On August 4 the ship was sailing north of Russia’s New Siberian Islands and two days later north of Severnaya Zemlya. The ship is set to sail across the North Pole. On its way, it will explore the Gakkel Ridge in order to learn about the formation of rocks and magma and the geomorphic features there, CGTN reports.
The Chinese vessel is this week believed to have sailed south through the Greenland Sea, the waters that separate Greenland with the archipelago of Svalbard. The vessel is no longer visible on ship tracking services.
The researchers on board are reported to engage in monitoring of sea and sea-ice, atmosphere, microplastics and ocean acidification in the high seas of the Arctic, and carry out navigation observation, cross-sectional survey and satellite remote sensing.
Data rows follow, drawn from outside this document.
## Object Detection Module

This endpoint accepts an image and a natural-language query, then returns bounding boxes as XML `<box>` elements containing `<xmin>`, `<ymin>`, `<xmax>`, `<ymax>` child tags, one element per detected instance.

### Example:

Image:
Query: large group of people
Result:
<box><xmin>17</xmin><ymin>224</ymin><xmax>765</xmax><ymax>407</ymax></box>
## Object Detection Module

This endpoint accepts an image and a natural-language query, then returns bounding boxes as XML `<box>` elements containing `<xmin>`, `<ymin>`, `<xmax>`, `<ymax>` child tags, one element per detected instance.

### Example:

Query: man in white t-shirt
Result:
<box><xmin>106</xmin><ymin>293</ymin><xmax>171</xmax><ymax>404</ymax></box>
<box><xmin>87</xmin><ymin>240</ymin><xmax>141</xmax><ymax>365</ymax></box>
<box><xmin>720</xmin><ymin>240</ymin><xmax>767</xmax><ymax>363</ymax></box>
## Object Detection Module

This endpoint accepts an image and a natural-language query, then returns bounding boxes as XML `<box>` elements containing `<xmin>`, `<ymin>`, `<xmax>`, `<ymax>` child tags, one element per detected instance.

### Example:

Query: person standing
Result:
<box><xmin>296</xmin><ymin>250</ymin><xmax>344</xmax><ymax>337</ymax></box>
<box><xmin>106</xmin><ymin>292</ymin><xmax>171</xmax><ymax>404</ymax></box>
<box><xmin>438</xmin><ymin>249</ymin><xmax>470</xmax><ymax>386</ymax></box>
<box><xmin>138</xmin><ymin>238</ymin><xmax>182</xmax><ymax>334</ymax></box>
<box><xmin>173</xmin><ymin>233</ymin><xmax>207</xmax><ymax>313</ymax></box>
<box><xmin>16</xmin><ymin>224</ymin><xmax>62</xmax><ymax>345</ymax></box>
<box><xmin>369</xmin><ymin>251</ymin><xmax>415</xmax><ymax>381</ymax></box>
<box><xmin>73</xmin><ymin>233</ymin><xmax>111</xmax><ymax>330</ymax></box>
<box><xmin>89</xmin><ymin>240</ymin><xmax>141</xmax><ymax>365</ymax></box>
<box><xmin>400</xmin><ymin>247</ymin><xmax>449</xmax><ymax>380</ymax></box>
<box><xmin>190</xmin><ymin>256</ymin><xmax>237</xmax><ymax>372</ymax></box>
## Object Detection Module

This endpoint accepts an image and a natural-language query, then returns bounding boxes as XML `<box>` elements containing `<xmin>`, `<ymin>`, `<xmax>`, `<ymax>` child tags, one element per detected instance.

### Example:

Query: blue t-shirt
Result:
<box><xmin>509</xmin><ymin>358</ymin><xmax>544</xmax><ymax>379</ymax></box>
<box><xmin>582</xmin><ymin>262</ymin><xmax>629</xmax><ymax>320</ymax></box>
The Xue Long 2 is owned and managed by the Chinese Polar Institute. The institute has been instrumental in all of the country’s previous 10 research expedition to the Arctic.
It is the second time that the Xue Long 2 takes part in such an expedition. The ship, completed in 2019, is the first Chinese icebreaker to be built domestically. It has advanced oceanographic and research equipment and can carry out a wide range of scientific expedition tasks.
Until recently, it’s sister ship, Xue Long, has been used on the Chinese Arctic expeditions.
In a comment made during the Arctic Circle China conference in 2019, the chief of China’s State Oceanic Administration said that “protecting the Arctic environment is a common responsibility and China will make its contribution to this.”
He also stressed that China sees itself as “a near-Arctic state” and it will “actively participate with wisdom and strength to future protection and development.”
In early 2018, the country adopted an Arctic policy document. It highlights joint efforts and cooperative approaches, and at the same time underlines that China is determined to participate in Arctic governance and that it has legitimate interests and rights in the region.